左利きを表す「差別語」に「(左)ぎっちょ」があります。これがなぜ差別語かというと,「右ぎっちょ」と「左ぎっちょ」で対語になっているように見えて実は「右」には使用しないからです。女と男,子供と大人などは対語が利用されていますから,「女」,「子供」は差別語にはならない訳です。

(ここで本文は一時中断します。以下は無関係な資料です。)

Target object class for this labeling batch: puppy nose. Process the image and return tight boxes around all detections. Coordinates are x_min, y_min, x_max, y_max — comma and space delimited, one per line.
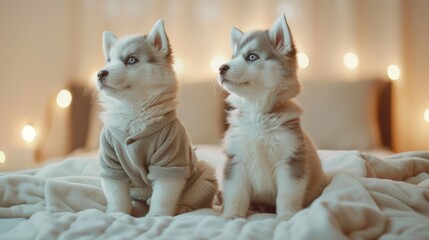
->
97, 70, 109, 81
219, 64, 229, 74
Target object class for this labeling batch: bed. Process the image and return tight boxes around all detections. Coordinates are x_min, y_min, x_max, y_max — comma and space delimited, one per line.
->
0, 80, 429, 239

では「ぎっちょ」と言われっぱなしの左利き者は,どうしたら反撃できるでしょうか?「目あき目くら」という言葉があります。目が見えるにもかかわらず,物事が見えていない人を指すときに使用します。ならばいっそ「利き差別者」への皮肉を込めた呼称を作ってしまおうという方が顕われました。
左利き者を「ぎっちょ」と呼ぶ人には「がっちょ」と呼び返そうというのです。小生は早速これに賛同し,
「がっちょ普及委員会」なるものを立ち上げて頂きました。「がっちょ」が「ぎっちょ」の対語になれば,「ぎっちょ」は差別語では無くなりますが,「がっちょ」と「差別語」で呼ばれる右利き者は,きっとよい感じをもたないことでしょう。
人は己自身が嫌な思いを体験しなければ,相手に嫌な思いをし続けるものです。己を一時,弱者に置いた時,世の中の差別が見えてくるのではないでしょうか。。。さあ,「ぎっちょ」と呼びつけ,右使いを強要する理不尽な右利き者に遭遇したなら,
「あなたは,立派で正統な’がっちょ’ですね」と褒め殺してやりませう。
*釣り師にとって関東ではネズッポウ科の魚は総べて「めごち」であるが、関西では「がっちょ」なんていう。
ネズミゴチ/メゴチ 市場魚貝図鑑より引用。